Wie Wieland Wagner die Oper erneuerte

Rick Fulker
27. Juli 2017

Wieland Wagner gilt als einer der großen Opernregisseure des 20. Jahrhunderts. Seine Inszenierungen rehabilitierten die durch die Nazis in Verruf geratenen Bayreuther Festspiele. Sein Stil machte Schule.

Wieland Wagner vor der Richard-Wagner-Büste
Bild: Richard Wagner Museum Bayreuth

Adolf Hitler sah in Wieland Wagner eine Art Sohn und begünstigte ihn. Als junger Mann war er Mitglied der NSDAP und künstlerisch erzkonservativ. Nach dem Krieg schockierte er nicht nur die Wagnerianer mit seinem radikalen Bruch mit der Vergangenheit und einer vollkommen frischen Deutung der Werke seines Großvaters Richard Wagner.

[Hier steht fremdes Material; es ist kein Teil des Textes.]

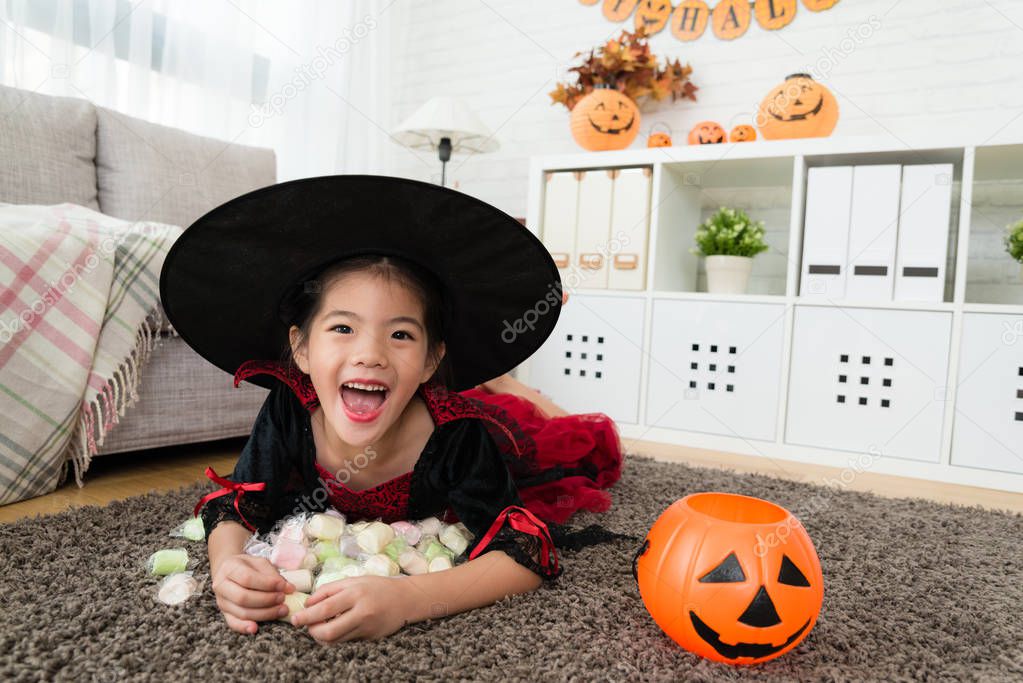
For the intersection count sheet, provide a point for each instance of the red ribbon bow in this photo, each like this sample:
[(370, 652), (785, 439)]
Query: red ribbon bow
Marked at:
[(523, 520), (229, 487)]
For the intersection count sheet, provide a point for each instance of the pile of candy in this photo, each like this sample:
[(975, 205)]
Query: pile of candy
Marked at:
[(313, 549), (178, 584)]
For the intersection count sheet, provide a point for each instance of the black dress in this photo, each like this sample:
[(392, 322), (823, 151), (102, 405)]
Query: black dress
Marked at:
[(460, 475)]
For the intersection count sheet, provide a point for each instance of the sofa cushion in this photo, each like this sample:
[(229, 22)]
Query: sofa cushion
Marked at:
[(154, 173), (47, 149)]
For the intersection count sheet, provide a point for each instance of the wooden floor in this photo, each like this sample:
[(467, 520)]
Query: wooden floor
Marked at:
[(121, 475)]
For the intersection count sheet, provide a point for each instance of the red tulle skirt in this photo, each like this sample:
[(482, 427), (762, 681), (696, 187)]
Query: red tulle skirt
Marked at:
[(568, 461)]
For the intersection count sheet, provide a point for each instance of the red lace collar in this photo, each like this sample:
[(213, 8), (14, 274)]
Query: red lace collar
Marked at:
[(444, 405)]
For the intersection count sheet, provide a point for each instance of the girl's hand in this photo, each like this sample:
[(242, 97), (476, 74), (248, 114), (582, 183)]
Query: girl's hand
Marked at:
[(249, 590), (359, 607)]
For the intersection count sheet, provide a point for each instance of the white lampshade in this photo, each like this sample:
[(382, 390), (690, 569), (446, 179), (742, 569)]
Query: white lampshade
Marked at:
[(445, 117)]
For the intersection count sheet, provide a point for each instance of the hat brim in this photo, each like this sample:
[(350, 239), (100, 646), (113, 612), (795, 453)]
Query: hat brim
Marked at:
[(224, 277)]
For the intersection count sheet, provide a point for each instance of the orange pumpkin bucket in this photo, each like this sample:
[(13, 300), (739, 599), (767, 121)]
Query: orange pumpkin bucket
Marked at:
[(730, 578)]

Strenge und starre Traditionen

Wieland Wagner wurde am 5. Januar 1917 in Bayreuth geboren. Seine Eltern sind Richard Wagners Sohn Siegfried und seine Ehefrau Winifred. Gleich nach der Geburt sah man in ihm den Erben der Festspiele in Bayreuth, die von der Familie betriebenen wurden. Damit überschattete er seine Geschwister Friedelind, Wolfgang und Verena. Schon mit der Muttermilch sog Wieland die Musik seines Großvaters auf.

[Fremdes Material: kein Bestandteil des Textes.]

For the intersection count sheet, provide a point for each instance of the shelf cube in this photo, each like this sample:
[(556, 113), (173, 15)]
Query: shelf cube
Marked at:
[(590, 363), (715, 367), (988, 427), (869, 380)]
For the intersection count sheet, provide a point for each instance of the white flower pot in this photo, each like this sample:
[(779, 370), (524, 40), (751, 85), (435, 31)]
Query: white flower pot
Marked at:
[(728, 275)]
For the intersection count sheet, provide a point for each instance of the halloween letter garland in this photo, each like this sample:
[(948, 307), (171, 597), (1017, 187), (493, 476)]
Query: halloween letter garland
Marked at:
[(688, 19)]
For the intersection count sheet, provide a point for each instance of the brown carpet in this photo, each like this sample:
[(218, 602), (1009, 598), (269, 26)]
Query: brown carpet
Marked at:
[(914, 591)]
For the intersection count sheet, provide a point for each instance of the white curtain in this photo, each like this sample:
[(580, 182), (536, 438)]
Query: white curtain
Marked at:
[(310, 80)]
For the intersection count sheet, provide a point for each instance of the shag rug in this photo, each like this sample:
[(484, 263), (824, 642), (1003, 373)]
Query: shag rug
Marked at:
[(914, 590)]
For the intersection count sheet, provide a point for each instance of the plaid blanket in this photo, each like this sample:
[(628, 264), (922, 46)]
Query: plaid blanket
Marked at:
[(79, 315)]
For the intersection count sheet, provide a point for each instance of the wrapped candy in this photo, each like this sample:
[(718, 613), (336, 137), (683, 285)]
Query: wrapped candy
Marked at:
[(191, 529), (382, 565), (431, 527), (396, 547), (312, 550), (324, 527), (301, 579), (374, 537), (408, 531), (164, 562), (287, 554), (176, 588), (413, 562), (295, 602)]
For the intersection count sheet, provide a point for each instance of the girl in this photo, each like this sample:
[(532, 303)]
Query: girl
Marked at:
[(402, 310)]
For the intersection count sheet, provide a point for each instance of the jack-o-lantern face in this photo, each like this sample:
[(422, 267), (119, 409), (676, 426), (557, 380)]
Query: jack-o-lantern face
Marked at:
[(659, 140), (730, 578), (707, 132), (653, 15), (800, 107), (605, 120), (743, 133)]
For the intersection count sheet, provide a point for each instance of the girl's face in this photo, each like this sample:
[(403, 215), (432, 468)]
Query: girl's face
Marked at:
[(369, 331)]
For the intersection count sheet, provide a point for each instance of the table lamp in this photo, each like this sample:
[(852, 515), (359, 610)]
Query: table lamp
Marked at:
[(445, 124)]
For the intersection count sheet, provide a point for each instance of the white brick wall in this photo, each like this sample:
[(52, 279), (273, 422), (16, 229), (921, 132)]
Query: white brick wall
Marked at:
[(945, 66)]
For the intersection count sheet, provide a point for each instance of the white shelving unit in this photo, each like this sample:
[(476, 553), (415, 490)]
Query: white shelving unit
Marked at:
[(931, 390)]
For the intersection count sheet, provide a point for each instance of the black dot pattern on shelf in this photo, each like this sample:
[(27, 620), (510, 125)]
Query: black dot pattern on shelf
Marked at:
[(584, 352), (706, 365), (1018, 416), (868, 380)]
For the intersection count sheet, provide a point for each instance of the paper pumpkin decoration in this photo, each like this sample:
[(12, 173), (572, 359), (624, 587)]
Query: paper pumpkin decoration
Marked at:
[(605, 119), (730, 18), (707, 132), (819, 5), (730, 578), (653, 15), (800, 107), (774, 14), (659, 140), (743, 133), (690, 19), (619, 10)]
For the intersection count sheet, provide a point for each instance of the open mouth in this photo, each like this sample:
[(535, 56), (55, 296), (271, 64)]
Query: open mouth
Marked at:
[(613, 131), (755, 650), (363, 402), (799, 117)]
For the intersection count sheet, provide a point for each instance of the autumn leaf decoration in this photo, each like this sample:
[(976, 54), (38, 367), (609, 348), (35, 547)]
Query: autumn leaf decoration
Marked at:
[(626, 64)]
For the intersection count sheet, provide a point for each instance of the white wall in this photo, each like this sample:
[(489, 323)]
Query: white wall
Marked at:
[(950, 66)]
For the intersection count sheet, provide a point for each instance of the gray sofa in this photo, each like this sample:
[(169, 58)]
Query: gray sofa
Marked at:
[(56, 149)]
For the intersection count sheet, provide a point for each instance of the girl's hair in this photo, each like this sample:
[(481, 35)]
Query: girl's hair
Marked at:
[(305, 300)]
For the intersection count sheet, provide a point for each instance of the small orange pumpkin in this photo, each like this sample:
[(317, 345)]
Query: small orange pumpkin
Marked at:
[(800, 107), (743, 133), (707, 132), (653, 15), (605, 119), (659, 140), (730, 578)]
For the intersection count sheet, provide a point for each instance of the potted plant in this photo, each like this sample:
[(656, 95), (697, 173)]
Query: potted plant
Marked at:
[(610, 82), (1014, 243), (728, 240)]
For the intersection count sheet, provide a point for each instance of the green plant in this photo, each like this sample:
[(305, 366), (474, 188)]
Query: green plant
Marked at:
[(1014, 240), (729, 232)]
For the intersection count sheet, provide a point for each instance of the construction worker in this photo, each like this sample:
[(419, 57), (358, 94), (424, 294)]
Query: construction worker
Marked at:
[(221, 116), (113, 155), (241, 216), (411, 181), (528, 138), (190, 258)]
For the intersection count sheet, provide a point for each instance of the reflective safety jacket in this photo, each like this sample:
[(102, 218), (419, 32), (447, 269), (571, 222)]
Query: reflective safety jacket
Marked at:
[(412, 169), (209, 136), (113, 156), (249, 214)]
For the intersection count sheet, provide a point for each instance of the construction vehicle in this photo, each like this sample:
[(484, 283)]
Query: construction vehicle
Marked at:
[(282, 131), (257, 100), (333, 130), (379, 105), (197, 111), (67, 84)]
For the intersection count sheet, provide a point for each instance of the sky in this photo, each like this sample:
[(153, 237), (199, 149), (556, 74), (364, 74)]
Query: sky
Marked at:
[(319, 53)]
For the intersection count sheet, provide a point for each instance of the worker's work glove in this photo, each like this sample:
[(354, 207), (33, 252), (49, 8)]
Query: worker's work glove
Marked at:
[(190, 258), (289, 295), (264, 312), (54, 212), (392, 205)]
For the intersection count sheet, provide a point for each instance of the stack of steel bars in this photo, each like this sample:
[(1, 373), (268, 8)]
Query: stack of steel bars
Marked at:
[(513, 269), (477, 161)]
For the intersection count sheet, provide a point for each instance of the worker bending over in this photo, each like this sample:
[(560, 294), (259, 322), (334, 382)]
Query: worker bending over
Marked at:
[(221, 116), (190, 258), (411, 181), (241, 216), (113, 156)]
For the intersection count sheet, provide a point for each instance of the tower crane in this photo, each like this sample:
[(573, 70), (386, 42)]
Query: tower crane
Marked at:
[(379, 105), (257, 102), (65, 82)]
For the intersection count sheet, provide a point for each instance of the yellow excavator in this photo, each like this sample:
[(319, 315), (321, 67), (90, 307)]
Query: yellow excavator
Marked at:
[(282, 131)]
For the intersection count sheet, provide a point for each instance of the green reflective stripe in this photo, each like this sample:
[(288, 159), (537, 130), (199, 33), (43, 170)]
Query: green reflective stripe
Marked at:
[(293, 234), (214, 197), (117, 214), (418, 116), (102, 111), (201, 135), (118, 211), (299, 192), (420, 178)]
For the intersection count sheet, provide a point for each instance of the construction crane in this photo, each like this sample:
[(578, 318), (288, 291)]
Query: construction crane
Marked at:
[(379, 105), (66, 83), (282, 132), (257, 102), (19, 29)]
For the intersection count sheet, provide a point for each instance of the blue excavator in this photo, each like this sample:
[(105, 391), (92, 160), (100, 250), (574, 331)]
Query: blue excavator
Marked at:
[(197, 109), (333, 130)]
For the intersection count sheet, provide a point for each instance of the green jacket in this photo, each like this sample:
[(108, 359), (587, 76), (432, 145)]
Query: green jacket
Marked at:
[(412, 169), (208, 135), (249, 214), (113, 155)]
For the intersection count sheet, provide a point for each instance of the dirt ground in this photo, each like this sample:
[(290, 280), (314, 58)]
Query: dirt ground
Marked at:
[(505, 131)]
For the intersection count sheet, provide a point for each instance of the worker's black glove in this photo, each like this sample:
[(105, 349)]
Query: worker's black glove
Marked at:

Später sagte er, er sei in einem Mausoleum geboren und wies damit auf die starren Traditionen hin, die in Bayreuth nach dem Tod von Richard Wagner 1883 geherrscht hatten. Indem sie die Festspiele fortsetzte, bestimmte Richards Witwe Cosima jahrzehntelang, dass Richard Wagners Bühnenbilder genau so konserviert wurden "wie des Meisters Augen darauf geruht hatten". Das galt auch für den Familienwohnsitz Wahnfried. Dort bloß nur ein Möbelstück zu verrücken, war undenkbar.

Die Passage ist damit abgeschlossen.